Kramer, for his part, offered a more blunt assessment of the state of German Jewry.

“Right now, I have to build more cemeteries and old folks’ homes than kindergartens,” he said. “That is the situation we face.”


Tom Kucera, 36, one of the first graduates from Abraham Geiger College, is now a rabbi, splitting his time between Munich and Prague. He acknowledged a certain weight of history in Germany, but said he doesn’t let it dominate his life. “You cannot do that on a daily basis,” he said. “But getting used to it does not mean forgetting.”

The Abraham Geiger College, which was chartered by liberal Jewish groups, ordained its first three rabbis last September. Meanwhile, the Berlin yeshiva with its debating young men is sponsored by the Ronald S. Lauder Foundation. It hopes to ordain its first rabbis in about a year.

Additionally, the College of Judaic Studies in Heidelberg, which has offered degrees in Jewish Studies since the ’70s, plans to graduate its own rabbis in six to seven years.

It’s a turnaround. Once numbering around 600,000, Germany’s Jews were nearly exterminated during the Holocaust. After the war, survivors fled. A brief influx of refugees brought the Jewish population to about 25,000.

But many of those refugees set down roots in Germany. When communism fell in Eastern Europe, the German government liberalized immigration laws for Jewish citizens of the former Soviet Union. Moving to Germany was sometimes easier than emigrating to Israel.

Germany’s Jewish population quickly swelled to about 225,000, but tensions followed. Many German Jews had become largely secular, maintaining Jewish organizations more for social than religious purposes. Many of the new immigrants were also secular, having claimed Jewish origins to help them escape the former Soviet Union. At times, the groups did not mesh well.


And it meant that new rabbis might not only face congregations unfamiliar with traditional Jewish rituals, but congregations that didn’t even speak German.

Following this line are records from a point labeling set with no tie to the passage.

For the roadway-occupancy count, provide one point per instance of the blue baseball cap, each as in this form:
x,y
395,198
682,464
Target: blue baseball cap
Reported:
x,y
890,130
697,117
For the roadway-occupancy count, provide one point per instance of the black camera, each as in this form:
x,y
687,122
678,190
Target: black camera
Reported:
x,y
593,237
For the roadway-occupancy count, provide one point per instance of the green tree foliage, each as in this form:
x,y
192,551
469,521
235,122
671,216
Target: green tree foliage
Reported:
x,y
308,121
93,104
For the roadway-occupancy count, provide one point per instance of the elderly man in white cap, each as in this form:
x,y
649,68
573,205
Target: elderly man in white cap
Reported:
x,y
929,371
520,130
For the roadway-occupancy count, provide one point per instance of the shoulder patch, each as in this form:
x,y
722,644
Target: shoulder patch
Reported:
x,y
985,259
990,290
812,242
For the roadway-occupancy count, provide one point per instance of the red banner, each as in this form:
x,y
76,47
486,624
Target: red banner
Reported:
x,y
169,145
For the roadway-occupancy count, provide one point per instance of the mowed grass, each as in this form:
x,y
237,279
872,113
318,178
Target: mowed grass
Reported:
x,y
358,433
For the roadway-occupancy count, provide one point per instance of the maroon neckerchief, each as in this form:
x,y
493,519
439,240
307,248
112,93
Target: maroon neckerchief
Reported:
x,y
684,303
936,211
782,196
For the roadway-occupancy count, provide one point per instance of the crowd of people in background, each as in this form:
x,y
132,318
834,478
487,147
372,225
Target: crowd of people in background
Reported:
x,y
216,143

Kramer says only about 80,000 people are officially registered with the German state as Jews, organized into about 100 communities. Only about a third of those congregations have full-time rabbis.

During the Cold War, many existing Jewish communities flew in rabbis from Israel for special ceremonies, often at exorbitant prices. Many of those rabbis faced complaints from their colleagues at home, who could not understand how they could travel to the country where so many Jews had died.

“It does not work well,” Homolka says of the rabbi shortage. “It worked before because congregations were considered more social organizations for people who had found themselves stuck in Germany.”

Beis Zion began in 2000 as a way to allow Jewish men to study religious texts. At first, there was no plan to train rabbis. But when leaders saw potential in some of their students, they created a second track toward ordination.

Still, there are hurdles, says Josh Spinner, vice president of the Lauder foundation, who raises funds for the school. Many times, he says, older people simply will not donate money to an operation in Germany because their memories of the country are too dark.


On top of that, the schooling has its own hurdles, since so few students ever had formal training in Judaism. “We’re a special-needs yeshiva,” Spinner quipped, comparing the program to making concert pianists of a 20-year-olds who have never studied music.

Nonetheless, Spinner, who is a rabbi himself, says he’s proud of his students’ achievements. But he always has to fight perceptions that German Judaism is not quite as well formed as in other regions.

“Our problem primarily is one of perception,” he said. “Our goal is not `Oh, for Germany, that’s not too bad.’ That’s not acceptable.”